From Google:
PLEASURE: a feeling of happy satisfaction and enjoyment.
HAPPY: feeling or showing pleasure or contentment.
I like the circularity of these two definitions. It seems accurate to me.
TRANQUILITY: calm.
Tranquility is something valuable for an Epicurean to strive for. However it is a tool, not a goal. Tranquility allows access to subtleties of sensation, prolepses and feelings, which can lead one to greater wisdom.
MEANING
“They say also that there are two ideas of happiness, complete happiness, such as belongs to a god, which admits of no increase, and the happiness which is concerned with the addition and subtraction of pleasures.” Sayings About the Wise Man, Bailey translation
What exactly is godlike happiness and how does a person achieve it? Could it be that "meaningful" pleasures and "general" pleasures are two types of pleasure equal to these two types of happiness in the above quote? I think that we’ve determined pretty conclusively that pleasure is pleasure. But lately I’ve been trying to dig deeper into how best to pursue pleasure as my primary goal, and I’m noticing that some pleasures fill my cup fuller than others and that these pleasures seem to involve what I see as meaning. For me, this is a sense of understanding and connection, sometimes to the “big picture.” I realized this as I was pondering why some of the things that have motivated me in the past are no longer of interest. Comparing these past pursuits to current interests, the link seemed to be that the strongest desires and pleasures came from activities that gave/give me meaning. This seems pretty obvious. It’s also obvious that each person has things which are meaningful specifically to them, so meaning is not a prescription but something to find for oneself, using the Canon, and to act on using the Canon as well.
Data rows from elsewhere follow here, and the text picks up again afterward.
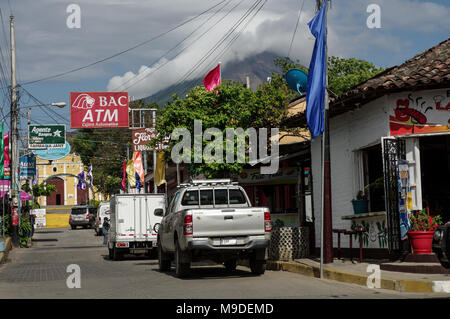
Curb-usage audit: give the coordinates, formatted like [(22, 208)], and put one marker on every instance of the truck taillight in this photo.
[(267, 222), (188, 225)]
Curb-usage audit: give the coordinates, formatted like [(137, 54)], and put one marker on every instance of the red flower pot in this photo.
[(421, 241)]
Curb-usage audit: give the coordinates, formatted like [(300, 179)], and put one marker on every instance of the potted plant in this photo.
[(361, 203), (421, 231)]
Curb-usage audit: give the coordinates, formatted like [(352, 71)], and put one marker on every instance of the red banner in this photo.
[(98, 109)]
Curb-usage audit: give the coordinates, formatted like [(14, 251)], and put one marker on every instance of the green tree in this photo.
[(39, 190), (105, 150), (342, 73)]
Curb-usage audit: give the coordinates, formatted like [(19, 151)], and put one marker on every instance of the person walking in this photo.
[(105, 229)]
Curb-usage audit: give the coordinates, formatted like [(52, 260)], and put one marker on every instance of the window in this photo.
[(221, 196), (206, 197), (237, 197), (172, 203), (190, 198)]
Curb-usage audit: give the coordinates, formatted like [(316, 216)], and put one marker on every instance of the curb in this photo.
[(8, 246), (332, 274)]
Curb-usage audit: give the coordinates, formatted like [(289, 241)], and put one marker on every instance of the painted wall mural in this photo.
[(421, 112)]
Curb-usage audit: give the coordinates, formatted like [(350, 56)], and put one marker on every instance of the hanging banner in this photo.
[(98, 109), (7, 168), (142, 136), (420, 112), (27, 166), (46, 136)]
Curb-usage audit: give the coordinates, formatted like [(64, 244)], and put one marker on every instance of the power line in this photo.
[(179, 43), (296, 26), (124, 51), (221, 41)]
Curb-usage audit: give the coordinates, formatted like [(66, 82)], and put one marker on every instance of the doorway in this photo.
[(56, 198), (435, 174)]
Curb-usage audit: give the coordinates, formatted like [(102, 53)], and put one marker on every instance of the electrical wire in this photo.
[(124, 51), (296, 26), (184, 49), (220, 42)]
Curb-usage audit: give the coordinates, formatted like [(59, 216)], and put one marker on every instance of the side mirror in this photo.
[(158, 212)]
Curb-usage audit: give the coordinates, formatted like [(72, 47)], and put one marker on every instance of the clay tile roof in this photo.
[(427, 70)]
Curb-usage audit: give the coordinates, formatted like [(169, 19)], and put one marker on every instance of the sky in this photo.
[(47, 45)]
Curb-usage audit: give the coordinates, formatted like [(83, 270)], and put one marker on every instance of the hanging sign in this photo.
[(53, 153), (27, 165), (420, 112), (99, 109), (143, 136), (46, 136)]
Part of where this is coming from is my recent condensed reading of Plato’s Republic. I was thinking about how the Physics of Epicurus has evolved into the predominantly accepted version of science, while the Canon and Ethics have largely disappeared from the general culture. Why? In propagating “noble lies,” Forms and other nonsense, religions and Platonists stole meaning from reality and marginalized any reality-based philosophy. So to compete with religion and Platonism, we need to take back meaning and place it where it belongs, which is in reality and hence in Epicurean philosophy.
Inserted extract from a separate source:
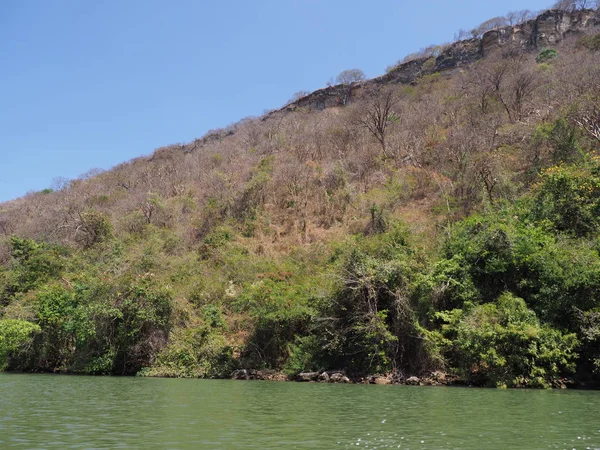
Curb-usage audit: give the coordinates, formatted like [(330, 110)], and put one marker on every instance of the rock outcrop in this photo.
[(546, 30)]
This emphatically does NOT imply that there is a universal meaning: that is incompatible with EP. This refers to the meanings proposed by science, by psychology, by Victor Frankl and others who realized that meaning is individual. I’m suggesting that Epicurus recognized this, and that a major reason why his philosophy thrived for so long and so widely is that it gave people a means and a context in which to find and pursue lives of meaning on their own terms.
As a proselytizing tool, "individually meaningful pleasure" might be more compelling than "pleasure."
At the point of individually choosing which desires to prioritize is where it seems helpful to distinguish between meaningful and general pleasures. Beyond that, pleasure is only measured by the fullness of the cup.
Would this be considered higher and lower pleasures? Is that valid? Does meaning usurp pleasure as the goal in this interpretation? Would pleasures of meaning be natural and necessary pleasures as opposed to vain pleasures? No, because vain pleasures/desires cause more pain than pleasure; "general" ones don't necessarily. Isn't that distinction higher and lower pleasures? But higher and lower is determined by the individual their circumstances, not as a universal.
Caring for a parent or spouse with Alzheimer's is a duty, not a pleasure. It can involve random moments of pleasure. It can also involve love and connection, which give it meaningful pleasure. Is this meaningful pleasure a higher or more godlike pleasure than the random moments of pleasure?